The DP questioned why some people have a problem with the truth, facts, evidence and the rule law. He said the war must uphold integrity war and said he was surprised that some individuals have a problem with his assertion that the war must be fact-led and evidence-based. 

“A war on corruption that lacks integrity ceases to be a war on corruption and becomes corruption itself. A war that lacks integrity is impunity. An integrity war waged selectively, using convenient half-truths, with political outcomes in mind, is impunity,” he said.

Ruto blamed professionals for the rise in graft and told them to lead by example through ethical practices. It is time professionals promoted ethics and integrity in public service as they drive their agenda and policies, he said.

“Our most vexing problems as a nation have a strong professional component. And they relate to our professionals failing to rise to their highest standards and full potential. 

"Corruption involving misappropriation and embezzlement of public funds entails an understanding among and between accountants, auditors, economists and such professionals to see to it that budgets are diverted and misused."

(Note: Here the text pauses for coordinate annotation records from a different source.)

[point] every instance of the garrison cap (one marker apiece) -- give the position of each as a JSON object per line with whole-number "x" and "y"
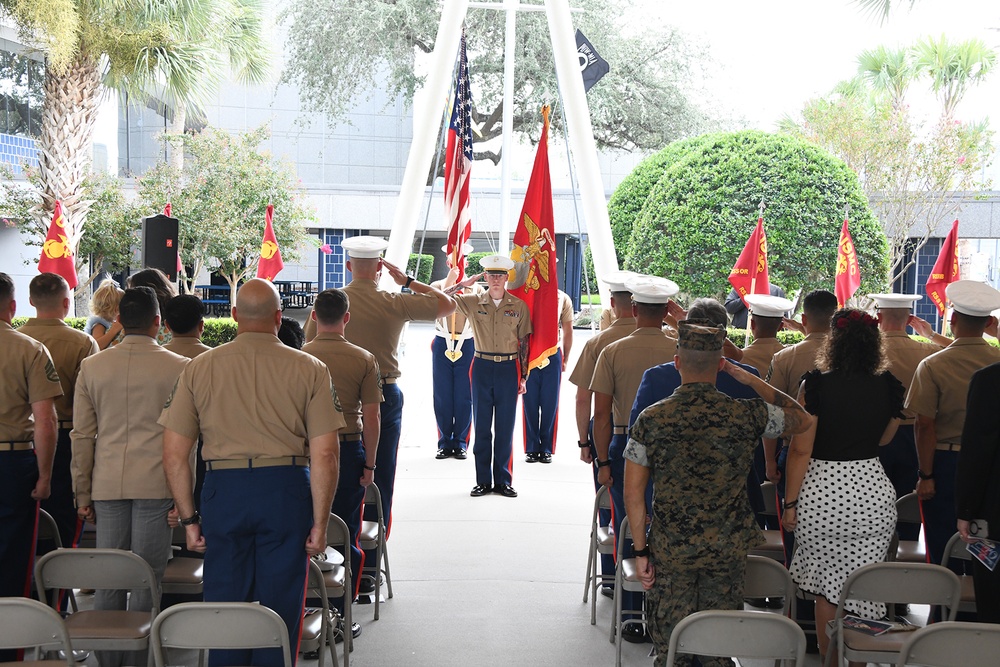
{"x": 971, "y": 297}
{"x": 700, "y": 335}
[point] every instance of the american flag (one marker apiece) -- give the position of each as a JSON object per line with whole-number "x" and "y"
{"x": 458, "y": 166}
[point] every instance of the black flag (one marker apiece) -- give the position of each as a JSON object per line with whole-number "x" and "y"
{"x": 592, "y": 65}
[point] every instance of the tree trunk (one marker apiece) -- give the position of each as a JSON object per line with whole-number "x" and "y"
{"x": 66, "y": 145}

He said Kenyans must move from broad generalities and begin to examine the contributions of specific professionals to corruption.

"Accountants who manipulate numbers, occasioning loss of value in the public and private sectors; surveyors and planners who facilitate expropriation of public land in shoddy and corrupt schemes; human resource managers who skew interviews and promotions and sacrifice merit at the shrine of tribalism, and qualification on the altar of nepotism are to blame for corruption.”

He said wayward lawyers promote judicial corruption, adding that a bad decision procured for a valuable reward requires lawyers willing to negotiate terms and coordinate modalities by which the justice is perverted.

"Judges who auction justice to the highest bidder, consigning innocent people to untold suffering and media practitioners who file fake stories influenced by brown envelopes are part of the mess in this country.”

The DP said bad roads are a direct consequence of corrupt dealings involving engineers who compromise designs, allow poor supervision, permit shortcuts, or approve substandard work.

Also condemned were “lecturers who award grades on the basis of inappropriate relations”. 

The DP said the country’s human resource capital is highly regarded worldwide and should be the biggest driver of public service, national development, and national discourse.

Present were members of the Law Society of Kenya, the Institute of Certified Secretaries, the Institute of Human Resource Management, the Kenya Institute of Supplies Management and the Institute of Certified Public Accountants of Kenya, among others.

LSK vice chairperson Harriet Chiggai urged professional agencies to put in place policies that help the war on graft. “As professionals, we should take the lead in helping the government address challenges such as runaway corruption among other problems facing us as a nation."

ICPAK chief executive officer Patrick Ngumi and his LSK counterpart Mercy Wambua called for closer working relations between the government and the professional bodies.

They called for ways to eliminate quacks, saying they tarnish the image of professionals.